Since then, I no longer merely gave data but tried to question students so they would come with the answers on their own. I provided examples that would feed their brains making them naturally think about solutions to problems.
On that occasion, a photo of a new born brain was shown with barely evidence of dendrites reaching out and, six months later, the same baby demonstrated branches were already growing in different directions as data accumulated through surrounding experiences. This process, if another photo was taken as an adult, may eventually resemble a dense jungle built by the dendrites inside any head.
It is recommended to avoid going pasive as we age to maintain alive such enriched net because the connecting patterns are forgotten if not in use but new may form if we continue to experiment. Small activities done with the left side instead of the right or showering with the eyes closed can have the same benefits. Diseases such as Alzheimer adversely affect these connections but not the ability to rebuild them again although it could be frustrating to have to re-teach the same patterns repeatedly.

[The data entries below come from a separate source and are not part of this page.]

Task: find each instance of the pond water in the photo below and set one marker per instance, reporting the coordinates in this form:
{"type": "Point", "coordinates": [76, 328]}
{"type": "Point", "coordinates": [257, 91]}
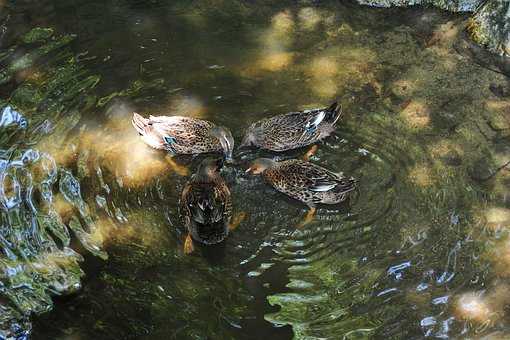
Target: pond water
{"type": "Point", "coordinates": [90, 232]}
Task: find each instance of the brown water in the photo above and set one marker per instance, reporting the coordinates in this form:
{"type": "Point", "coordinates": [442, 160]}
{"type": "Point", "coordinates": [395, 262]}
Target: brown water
{"type": "Point", "coordinates": [420, 250]}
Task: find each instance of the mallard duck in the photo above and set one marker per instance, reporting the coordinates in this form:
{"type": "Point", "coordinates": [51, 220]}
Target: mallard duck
{"type": "Point", "coordinates": [292, 130]}
{"type": "Point", "coordinates": [184, 135]}
{"type": "Point", "coordinates": [206, 205]}
{"type": "Point", "coordinates": [304, 181]}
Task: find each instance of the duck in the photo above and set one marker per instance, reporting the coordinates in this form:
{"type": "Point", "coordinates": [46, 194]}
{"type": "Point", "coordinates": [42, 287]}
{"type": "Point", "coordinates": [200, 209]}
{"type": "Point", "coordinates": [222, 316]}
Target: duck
{"type": "Point", "coordinates": [184, 135]}
{"type": "Point", "coordinates": [292, 130]}
{"type": "Point", "coordinates": [304, 181]}
{"type": "Point", "coordinates": [206, 205]}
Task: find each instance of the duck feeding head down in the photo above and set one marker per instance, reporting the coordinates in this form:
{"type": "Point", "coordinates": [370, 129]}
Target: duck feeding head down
{"type": "Point", "coordinates": [252, 138]}
{"type": "Point", "coordinates": [210, 167]}
{"type": "Point", "coordinates": [260, 165]}
{"type": "Point", "coordinates": [226, 140]}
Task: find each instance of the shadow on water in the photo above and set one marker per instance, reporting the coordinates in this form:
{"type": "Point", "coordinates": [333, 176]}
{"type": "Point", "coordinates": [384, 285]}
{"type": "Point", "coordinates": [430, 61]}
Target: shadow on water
{"type": "Point", "coordinates": [89, 213]}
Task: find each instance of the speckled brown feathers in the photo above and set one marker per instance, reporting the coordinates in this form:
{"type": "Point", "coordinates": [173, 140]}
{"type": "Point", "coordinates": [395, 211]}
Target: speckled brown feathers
{"type": "Point", "coordinates": [206, 204]}
{"type": "Point", "coordinates": [177, 134]}
{"type": "Point", "coordinates": [308, 183]}
{"type": "Point", "coordinates": [292, 130]}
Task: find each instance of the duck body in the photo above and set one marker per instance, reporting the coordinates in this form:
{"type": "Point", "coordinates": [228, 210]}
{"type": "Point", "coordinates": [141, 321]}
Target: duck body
{"type": "Point", "coordinates": [183, 135]}
{"type": "Point", "coordinates": [206, 204]}
{"type": "Point", "coordinates": [292, 130]}
{"type": "Point", "coordinates": [305, 181]}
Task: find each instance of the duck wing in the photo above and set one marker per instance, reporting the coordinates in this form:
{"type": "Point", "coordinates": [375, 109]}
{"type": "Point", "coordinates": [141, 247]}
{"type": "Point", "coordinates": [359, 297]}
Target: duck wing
{"type": "Point", "coordinates": [205, 204]}
{"type": "Point", "coordinates": [176, 134]}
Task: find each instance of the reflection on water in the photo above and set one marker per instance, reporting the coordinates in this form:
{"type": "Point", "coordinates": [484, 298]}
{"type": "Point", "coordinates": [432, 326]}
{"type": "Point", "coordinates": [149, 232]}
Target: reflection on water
{"type": "Point", "coordinates": [420, 250]}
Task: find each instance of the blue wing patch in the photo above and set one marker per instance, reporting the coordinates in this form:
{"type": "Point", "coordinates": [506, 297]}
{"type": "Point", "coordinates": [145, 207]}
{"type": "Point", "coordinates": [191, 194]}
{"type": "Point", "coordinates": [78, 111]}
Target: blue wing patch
{"type": "Point", "coordinates": [169, 140]}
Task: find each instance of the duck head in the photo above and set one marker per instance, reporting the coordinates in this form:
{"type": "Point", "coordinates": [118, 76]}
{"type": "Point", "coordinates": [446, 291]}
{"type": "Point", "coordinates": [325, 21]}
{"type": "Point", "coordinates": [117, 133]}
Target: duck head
{"type": "Point", "coordinates": [259, 165]}
{"type": "Point", "coordinates": [226, 140]}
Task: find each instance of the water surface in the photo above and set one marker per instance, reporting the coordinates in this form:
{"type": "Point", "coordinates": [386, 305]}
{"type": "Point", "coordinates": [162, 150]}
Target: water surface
{"type": "Point", "coordinates": [420, 250]}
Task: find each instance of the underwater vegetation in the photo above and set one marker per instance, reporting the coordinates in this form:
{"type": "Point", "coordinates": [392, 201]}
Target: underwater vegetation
{"type": "Point", "coordinates": [90, 221]}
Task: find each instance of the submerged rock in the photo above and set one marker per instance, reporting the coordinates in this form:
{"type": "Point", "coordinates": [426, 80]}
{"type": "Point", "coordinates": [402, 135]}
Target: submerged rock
{"type": "Point", "coordinates": [450, 5]}
{"type": "Point", "coordinates": [488, 26]}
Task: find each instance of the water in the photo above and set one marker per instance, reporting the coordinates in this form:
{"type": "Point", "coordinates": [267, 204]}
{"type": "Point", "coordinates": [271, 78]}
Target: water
{"type": "Point", "coordinates": [90, 227]}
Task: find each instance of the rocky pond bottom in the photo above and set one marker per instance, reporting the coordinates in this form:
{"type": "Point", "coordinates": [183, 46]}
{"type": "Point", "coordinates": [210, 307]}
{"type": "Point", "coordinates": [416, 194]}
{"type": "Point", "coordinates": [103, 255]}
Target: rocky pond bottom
{"type": "Point", "coordinates": [90, 234]}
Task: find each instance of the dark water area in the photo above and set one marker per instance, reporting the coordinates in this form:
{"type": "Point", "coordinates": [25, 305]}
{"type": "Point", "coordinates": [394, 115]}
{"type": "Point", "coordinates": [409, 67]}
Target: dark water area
{"type": "Point", "coordinates": [91, 237]}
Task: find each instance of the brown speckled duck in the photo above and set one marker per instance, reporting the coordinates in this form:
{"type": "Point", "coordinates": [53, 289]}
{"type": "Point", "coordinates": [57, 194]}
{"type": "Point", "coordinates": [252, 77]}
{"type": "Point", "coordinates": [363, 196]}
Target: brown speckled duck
{"type": "Point", "coordinates": [304, 181]}
{"type": "Point", "coordinates": [206, 205]}
{"type": "Point", "coordinates": [184, 135]}
{"type": "Point", "coordinates": [292, 130]}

My grandmother lost her memory at a relatively early age with the onset of her arteriosclerosis –producing poorer blood irrigation to the head. Although my mother does not present any evidence, she insists that there is something wrong with her because she is losing her memory as well –but it is not the first time she claims having an illness.

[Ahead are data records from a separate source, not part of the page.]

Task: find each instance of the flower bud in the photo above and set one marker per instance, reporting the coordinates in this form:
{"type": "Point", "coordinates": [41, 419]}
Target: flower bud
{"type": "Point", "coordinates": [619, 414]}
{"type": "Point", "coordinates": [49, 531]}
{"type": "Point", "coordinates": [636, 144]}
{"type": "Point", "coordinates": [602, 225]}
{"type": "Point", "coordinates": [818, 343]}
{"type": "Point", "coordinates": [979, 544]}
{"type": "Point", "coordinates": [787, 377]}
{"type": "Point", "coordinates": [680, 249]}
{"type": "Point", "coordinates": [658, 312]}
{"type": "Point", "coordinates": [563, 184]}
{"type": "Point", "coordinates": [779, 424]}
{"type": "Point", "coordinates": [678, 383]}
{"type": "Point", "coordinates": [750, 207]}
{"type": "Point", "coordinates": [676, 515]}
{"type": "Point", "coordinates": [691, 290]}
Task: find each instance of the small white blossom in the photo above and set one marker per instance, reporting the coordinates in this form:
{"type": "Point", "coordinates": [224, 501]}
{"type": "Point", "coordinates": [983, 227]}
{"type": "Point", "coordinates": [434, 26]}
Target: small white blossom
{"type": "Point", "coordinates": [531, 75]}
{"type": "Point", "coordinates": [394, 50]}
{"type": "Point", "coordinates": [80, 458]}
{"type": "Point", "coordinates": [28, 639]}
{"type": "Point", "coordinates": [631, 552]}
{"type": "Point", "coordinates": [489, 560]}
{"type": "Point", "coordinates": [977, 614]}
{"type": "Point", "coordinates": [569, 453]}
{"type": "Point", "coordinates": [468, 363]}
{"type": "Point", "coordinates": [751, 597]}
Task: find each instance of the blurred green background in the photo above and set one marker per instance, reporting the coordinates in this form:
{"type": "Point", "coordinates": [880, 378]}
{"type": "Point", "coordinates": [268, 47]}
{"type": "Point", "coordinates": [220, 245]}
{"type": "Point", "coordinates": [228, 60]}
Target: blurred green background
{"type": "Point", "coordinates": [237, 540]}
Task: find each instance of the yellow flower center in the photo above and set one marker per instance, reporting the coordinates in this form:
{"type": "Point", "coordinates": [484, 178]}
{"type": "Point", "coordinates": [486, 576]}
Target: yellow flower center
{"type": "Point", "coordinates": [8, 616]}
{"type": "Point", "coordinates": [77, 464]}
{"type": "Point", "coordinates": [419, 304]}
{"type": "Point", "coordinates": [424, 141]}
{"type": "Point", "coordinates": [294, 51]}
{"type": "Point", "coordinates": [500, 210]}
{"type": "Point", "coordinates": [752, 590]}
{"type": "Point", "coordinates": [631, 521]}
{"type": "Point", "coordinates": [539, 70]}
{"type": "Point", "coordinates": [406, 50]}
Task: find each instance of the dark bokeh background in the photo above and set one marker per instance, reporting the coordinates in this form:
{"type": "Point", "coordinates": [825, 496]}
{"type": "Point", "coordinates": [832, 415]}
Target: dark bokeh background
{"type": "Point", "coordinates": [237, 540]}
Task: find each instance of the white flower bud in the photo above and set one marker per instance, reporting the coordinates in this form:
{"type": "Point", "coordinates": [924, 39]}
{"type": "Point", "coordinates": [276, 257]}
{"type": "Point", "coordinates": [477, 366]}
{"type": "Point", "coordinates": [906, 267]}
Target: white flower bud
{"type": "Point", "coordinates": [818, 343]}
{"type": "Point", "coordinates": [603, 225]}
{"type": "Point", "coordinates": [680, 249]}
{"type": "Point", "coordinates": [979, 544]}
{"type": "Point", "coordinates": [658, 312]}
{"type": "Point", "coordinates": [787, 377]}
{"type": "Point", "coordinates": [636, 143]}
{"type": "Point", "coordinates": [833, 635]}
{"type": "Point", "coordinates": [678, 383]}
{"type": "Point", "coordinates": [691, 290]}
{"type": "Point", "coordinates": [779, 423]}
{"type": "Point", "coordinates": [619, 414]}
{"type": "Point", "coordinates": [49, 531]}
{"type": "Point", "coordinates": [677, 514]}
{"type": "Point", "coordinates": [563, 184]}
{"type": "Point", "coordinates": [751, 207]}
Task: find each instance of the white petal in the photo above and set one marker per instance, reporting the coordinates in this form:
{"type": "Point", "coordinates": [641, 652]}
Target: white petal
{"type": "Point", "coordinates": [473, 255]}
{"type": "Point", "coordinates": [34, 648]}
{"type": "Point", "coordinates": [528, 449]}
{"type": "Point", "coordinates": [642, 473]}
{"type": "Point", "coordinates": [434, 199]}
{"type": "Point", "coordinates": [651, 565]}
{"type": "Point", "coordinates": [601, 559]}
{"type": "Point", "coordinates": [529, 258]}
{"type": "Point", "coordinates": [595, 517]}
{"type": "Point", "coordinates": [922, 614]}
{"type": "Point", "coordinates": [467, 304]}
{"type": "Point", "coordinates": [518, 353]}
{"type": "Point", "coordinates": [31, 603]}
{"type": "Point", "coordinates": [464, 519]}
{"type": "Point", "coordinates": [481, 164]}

Two years ago I taught her how to play Sudoku hoping that it would delay her problem but her vision deteriorated afterwards preventing her from doing anything that required the use of her eyes for a while and now she seems to have worsened.

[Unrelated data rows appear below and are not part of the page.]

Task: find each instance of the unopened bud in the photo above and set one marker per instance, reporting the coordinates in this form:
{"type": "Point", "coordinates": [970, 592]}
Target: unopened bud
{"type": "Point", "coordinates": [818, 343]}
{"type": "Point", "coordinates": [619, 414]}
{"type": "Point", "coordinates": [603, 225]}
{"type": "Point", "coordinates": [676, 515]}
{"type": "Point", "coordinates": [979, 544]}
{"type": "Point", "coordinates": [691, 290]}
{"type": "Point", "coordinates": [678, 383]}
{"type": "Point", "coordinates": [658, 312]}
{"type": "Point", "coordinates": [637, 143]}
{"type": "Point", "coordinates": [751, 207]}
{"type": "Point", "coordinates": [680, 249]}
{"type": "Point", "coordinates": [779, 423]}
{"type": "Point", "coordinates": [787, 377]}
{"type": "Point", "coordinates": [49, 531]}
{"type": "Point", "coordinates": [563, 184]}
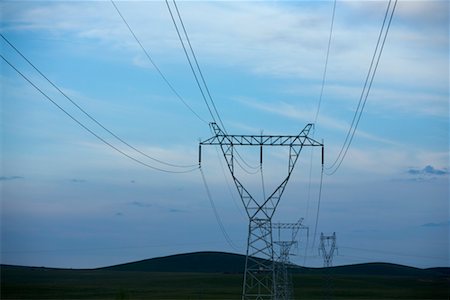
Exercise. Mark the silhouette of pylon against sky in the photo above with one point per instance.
(259, 275)
(283, 278)
(327, 249)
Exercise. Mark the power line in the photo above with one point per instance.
(318, 208)
(154, 64)
(363, 98)
(86, 128)
(200, 74)
(326, 63)
(86, 113)
(216, 214)
(316, 117)
(196, 63)
(190, 63)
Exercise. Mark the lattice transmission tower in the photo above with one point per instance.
(259, 276)
(285, 244)
(327, 248)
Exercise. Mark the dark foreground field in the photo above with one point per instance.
(353, 282)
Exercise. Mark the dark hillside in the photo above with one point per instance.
(220, 262)
(198, 262)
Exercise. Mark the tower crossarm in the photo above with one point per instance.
(221, 138)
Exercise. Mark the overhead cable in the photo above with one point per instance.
(216, 214)
(87, 114)
(318, 208)
(197, 64)
(155, 66)
(87, 129)
(190, 63)
(203, 90)
(365, 92)
(326, 63)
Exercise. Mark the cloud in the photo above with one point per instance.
(139, 204)
(76, 180)
(428, 170)
(5, 178)
(432, 224)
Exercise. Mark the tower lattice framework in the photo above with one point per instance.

My mother has been taken to the psychologist because memory lost can also be a consequence of suffering depression and stress but the doctor’s diagnosis was that she has been programming herself to lose her memory long time ago.
Perhaps, after all, I want to believe that it is not psychosomatic but only old age memory lost. Studies have shown that it is accessing stored information what decays first along with the short term memory, the latter more as a result of our senses being responsible of gathering quality information now deteriorated. If the data we are storing is deficient logically it becomes harder to access it and retrieve it.
I have always imagined my brain like a walking closet where all information must be stored neatly organized to be easily available. As we experience trauma we block parts of such space with hurtful memories that cannot be broken apart to compress or order around because is impossible to access them to discard unnecessary parts. Spring cleaning comes repeatedly but if more traumatic experiences occur the wasted space increases until we approach old age with less opportunities, motives or energy to do the required deep cleaning.
I reached this conclusion as a result of experiencing a period of creativity right after I confronted some childhood issues with the onset of my postpartum depression. I do not think my mother has been able to do that so her space might be in great need of deep spring cleaning but I cannot foresee any motivation to do it at this point in her life. Meantime all I could do is be sympathetic to her, hoping that the story will not be repeated in me or my children –neither physically nor psychosomatically.